To increase confidence in AI systems, it is important to study their interpretability so that users and developers can better grasp their underlying workings and the methods AI uses to reach decisions. Furthermore, by analyzing AI model behavior, one may better comprehend model bias and errors, leading to opportunities to enhance model performance and further strengthen human-AI cooperation.

Neurons and attention heads play crucial roles in deep learning, first in the neural network and then in the self-attention process. Investigating the role of each part is central to studies of interpretability. For neural networks containing tens of billions of parameters, the time-consuming and labor-intensive procedure of manually inspecting neurons to confirm the features of the data these neurons represent is prohibitive.

Learning how the parts (neurons and attention heads) work is a clear starting point for study into interpretability. In the past, this has necessitated a human inspection of neurons to determine the data properties they represent. Scalability issues prevent this method from using neural networks with hundreds of billions of parameters. To apply GPT-4 to neurons in another language model, researchers offer an automated process to generate and evaluate natural language descriptions of neuron function.

This endeavor aims to automate the alignment research process, the third pillar of the strategy. The fact that this method can be expanded to keep up with progress in AI is encouraging. As future models become more sophisticated and useful as helpers, one will learn to understand them better.

To produce and evaluate the performance of additional language model neurons, OpenAI currently proposes an automated approach that employs GPT-4. This research is crucial because AI is rapidly evolving, and keeping up with it requires the use of automated methods; furthermore, when new models are built, the quality of the explanations they produce will increase.

Neuronal behavior can be explained in three stages: explanation generation, simulation using GPT-4, and comparison.

  1. First, by providing a GPT-2 neuron and demonstrating the relevant text sequence and activity to GPT-4, one may ask it to write natural language text that can explain the neuron’s function.
  2. The next stage involves using GPT-4 to mimic the actions of virtual neurons. To test whether the interpretation is consistent with the behavior of activated neurons, one needs to deduce why the neurons in the explanation are active.
  3. Finally, the explanation is graded based on how well it accounts for the differences between the simulation and the real situation.

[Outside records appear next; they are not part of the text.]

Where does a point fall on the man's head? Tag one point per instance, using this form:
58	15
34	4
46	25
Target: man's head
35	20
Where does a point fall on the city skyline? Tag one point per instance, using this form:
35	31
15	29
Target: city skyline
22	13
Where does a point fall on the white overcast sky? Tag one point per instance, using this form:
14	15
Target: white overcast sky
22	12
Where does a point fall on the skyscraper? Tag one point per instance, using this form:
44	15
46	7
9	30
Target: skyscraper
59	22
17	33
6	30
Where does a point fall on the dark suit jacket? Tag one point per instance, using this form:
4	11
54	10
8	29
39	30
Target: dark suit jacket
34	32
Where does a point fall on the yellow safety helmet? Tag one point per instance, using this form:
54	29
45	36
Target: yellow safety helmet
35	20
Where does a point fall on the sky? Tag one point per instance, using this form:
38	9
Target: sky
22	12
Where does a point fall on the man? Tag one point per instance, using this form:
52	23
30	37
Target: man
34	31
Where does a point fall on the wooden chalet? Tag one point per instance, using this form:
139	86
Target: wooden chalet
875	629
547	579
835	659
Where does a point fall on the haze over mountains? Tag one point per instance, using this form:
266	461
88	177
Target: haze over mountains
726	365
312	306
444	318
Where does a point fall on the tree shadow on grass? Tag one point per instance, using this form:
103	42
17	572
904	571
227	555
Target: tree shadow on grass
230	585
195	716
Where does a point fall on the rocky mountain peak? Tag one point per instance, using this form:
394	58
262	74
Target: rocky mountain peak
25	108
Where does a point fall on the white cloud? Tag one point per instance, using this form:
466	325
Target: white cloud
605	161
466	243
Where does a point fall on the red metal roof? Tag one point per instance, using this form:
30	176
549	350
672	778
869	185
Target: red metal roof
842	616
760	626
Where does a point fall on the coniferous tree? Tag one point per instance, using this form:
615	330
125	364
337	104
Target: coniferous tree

Unfortunately, GPT-4’s automated generation and assessment of neuron behavior is not yet useful for more complex models. The scientists wonder if the neural network is more complicated than the last network layers, where most explanations focus. It’s quite low, but OpenAI thinks it can be raised with the help of advances in machine learning technology. The quality of interpretation may be enhanced, for instance, by employing a more comprehensive model or by altering the structure of the interpretation model.

The OpenAI API now includes code for interpreting and scoring data from public models, visualization tools, and the 300,000-neuron GPT-2 interpretation data set created by GPT-4. OpenAI has expressed the desire that other AI projects will. The community can contribute to the investigation by creating more effective methods for high-quality justifications.

Challenges that can be overcome with additional research

  • Although scientists attempted to describe neuronal behavior using only normal language, the behavior of some neurons may be too complex to be described in such a small space. Neurons, for instance, might represent single notions humans don’t understand or have words for or be extremely polysemantic (representing many unique concepts).
  • Scientists want to one day have computers automatically discover and explain the neuronal and attentional circuits that underpin complicated behavior. The current approach explains neuron behavior relative to the initial text input but does not comment on the subsequent impacts. For instance, a neuron that fires on periods might be incrementing a sentence counter or signaling that the following word should begin with a capital letter.
  • Researchers need to attempt to understand the underlying mechanics to describe the actions of neurons. Since high-scoring explanations merely report a connection, they may need to do better on out-of-distribution texts.
  • The process as a whole is very computationally intensive.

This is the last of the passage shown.